Single particle measurements of mixing between mimics for biomass burning and aged secondary organic aerosols

Gas-phase exchange between aerosol populations via evaporation and condensation of semi-volatile organics can be a major mechanism of mixing between accumulation-mode particles with slow coagulation. This exchange may be impeded in highly viscous, semi-solid, or glassy particles due to diffusion limitations.
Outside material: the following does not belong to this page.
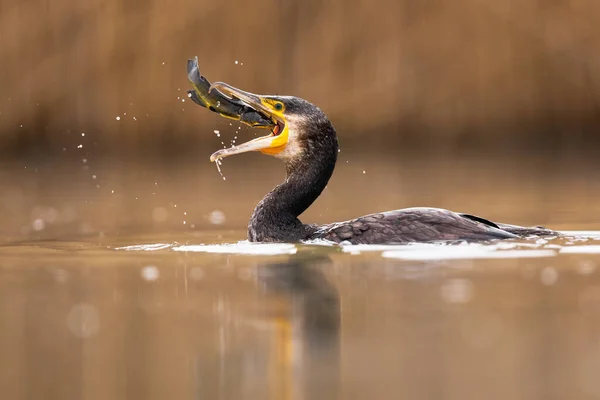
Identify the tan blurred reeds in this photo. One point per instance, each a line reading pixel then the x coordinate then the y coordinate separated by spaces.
pixel 486 71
Here we describe experiments on carefully prepared particle populations representing highly viscous or potentially glassy aged organic particles (non-volatile sugars C-13-glucose, sucrose, and raffinose with ammonium sulfate seeds) and fresh biomass burning particles (erythritol with black carbon seeds) to develop a model phase space for organic aerosol systems and better understand when particle phase state impedes mixing. Our hypothesis is that these limitations are alleviated at some relative humidity threshold, which increases with decreasing ambient temperatures. We quantify the mixing state of these particle populations from 10-25 degrees C and 5-90% RH using an Aerosol Mass Spectrometer (AMS) combining Event Trigger (ET) and Soot Particle (SP) modes. The observed single particle mass spectra are aggregated in short time slices and used to perform a linear combination of relevant reference spectra to determine the contributions each constituent has on the resulting particle signal. Our results suggest that the non-volatile sugar particles have little to no diffusive limitations to mixing at the conditions tested.

Automated summary

Gas-phase exchange between aerosols is an important mechanism of mixing particles. However, diffusion limitations can impede this exchange in highly viscous or glassy particles. This study examines the mixing state of different particle populations and suggests that diffusion limitations can be alleviated at a relative humidity threshold, which increases with decreasing ambient temperatures. Non-volatile sugar particles show little to no diffusion limitations under tested conditions.